What is correct pattern standard deviation?
PSD: Adjusted for generalised depression - eg highlights focal depression in a field which might be masked by general deviation such as cataracts
Corrected PSD: After accounting for short-term fluctuation.
What does ERG measure?
Measures electrical response of various cell types in the retina (photoreceptors, bipolar cells, ganglion cells) which results in a biphasic waveform.
What are the types of ERG?
Based on zone of the stimulus
1. Full Field
2. Focal ERG
3. Multi-focal ERG
Based on types of stimulus
1. Single flash
2. Flicker fash
3. Red flash
4. Blue filter flash
5. Pattern ERG
Based on state of adaptation
1. Scotopic ERG (dark)
2. Photopic ERG (light)
3. Mesopic ERG (mixed)
What is the mechanism of ERG?
What are the different waveforms of the ERG?
Biphasic waveform
**A wave: negative wave from photoreceptors (rods and cones - hyperpolarisation).
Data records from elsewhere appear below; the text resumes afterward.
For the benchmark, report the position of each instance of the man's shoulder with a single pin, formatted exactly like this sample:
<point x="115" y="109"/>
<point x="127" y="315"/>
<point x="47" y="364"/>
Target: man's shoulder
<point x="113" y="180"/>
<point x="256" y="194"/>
A1 - cones, A2 - rods
Oscillatory potentials: amacrine cells: ascending limb of B wave, high frequency low amplitude wavelets
B wave: bipolar cells and muller cells (depolarisation wave)**
C waves: RPE - occurs
D waves: bipolar cells
What is the difference between amplitude and latency and implicit time of the waveforms?
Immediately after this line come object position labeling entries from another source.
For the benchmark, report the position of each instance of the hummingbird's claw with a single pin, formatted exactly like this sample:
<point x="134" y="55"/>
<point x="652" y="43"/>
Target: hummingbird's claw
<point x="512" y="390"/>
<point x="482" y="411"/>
a wave amplitude: baseline to trough
b wave amplitude: a trough to b crest.
a wave latency: time taken to start a wave
b wave latency: time taken to start b wave
a wave implicit time: time taken from flash onset to peak of each wave.
What does the oscillatory potential measure?
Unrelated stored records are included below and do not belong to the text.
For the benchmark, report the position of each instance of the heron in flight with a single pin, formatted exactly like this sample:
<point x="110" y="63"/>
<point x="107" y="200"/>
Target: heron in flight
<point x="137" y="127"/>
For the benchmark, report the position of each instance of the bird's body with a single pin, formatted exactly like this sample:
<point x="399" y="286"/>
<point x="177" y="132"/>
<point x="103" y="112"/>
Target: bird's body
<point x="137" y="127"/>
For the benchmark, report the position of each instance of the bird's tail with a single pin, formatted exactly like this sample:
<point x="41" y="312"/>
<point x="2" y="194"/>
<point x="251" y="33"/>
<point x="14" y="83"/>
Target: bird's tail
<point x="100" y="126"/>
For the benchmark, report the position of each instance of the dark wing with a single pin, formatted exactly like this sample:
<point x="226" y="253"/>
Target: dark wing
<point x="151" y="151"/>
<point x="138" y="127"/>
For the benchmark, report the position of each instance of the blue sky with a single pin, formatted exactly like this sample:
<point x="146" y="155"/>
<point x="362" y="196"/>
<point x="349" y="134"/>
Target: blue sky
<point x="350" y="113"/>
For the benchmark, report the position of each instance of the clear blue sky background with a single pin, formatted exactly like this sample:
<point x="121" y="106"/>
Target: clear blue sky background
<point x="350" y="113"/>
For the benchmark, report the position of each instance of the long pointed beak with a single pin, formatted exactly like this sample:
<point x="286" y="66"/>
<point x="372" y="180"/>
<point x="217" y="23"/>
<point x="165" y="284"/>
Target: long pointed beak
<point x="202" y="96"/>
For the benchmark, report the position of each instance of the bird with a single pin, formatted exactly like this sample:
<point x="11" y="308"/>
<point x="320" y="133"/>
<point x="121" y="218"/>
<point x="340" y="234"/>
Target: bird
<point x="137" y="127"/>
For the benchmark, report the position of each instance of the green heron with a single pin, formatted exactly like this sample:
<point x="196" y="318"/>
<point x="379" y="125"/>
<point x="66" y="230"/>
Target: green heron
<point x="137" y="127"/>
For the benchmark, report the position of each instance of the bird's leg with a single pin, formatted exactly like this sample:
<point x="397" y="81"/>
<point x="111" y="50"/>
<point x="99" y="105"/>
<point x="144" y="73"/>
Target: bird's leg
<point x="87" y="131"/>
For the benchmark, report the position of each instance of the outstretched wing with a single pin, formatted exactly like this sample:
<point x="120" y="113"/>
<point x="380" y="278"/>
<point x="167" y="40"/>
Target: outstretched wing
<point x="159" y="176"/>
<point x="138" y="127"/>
Oscillatory potential: Measures amacrine cells –> gives perfusion status on INNER retina –> it is reduced in retinal ischaemic states.
What patient factors affect light stimulus entering the eye? (2)
- Pupil sze
- Opaque media
WHat is the critical fusion frequency? What is the difference between rods and cons?
Maximum frequency that can be perceived as flickering
Rods: 20Hz
Cones: 60Hz
What is the interpretation of reduced b wave with preserved a wave?
normal photoreceptors but abnormal bipolar cells –> CRAO, congenital stational night blindness and retinoschisis.
What is the interpretation of Reduced photopic response but normal scotopic response?
Cone dystrophies, achromatopsia
What is the interpretation of no response on ERG?
Batten’s disease
Leber’s congenital amaurosis
What is the interpretation of increased a wave?
Albinism
Does the ERG pick up small localised lesions in the macula?
No - use pattern ERG to pick this up.
What are the 3 responses seen in a pattern ERG?
N-35 wave - negative
P-50 wave - positive (macular photoreceptors)
N-95 wave - negative (ganglion cell layer)
Where must the electrode be placed on pattern ERG?
Ipsilateral temple / outer canthus to avoid interference from cortical evoked potential.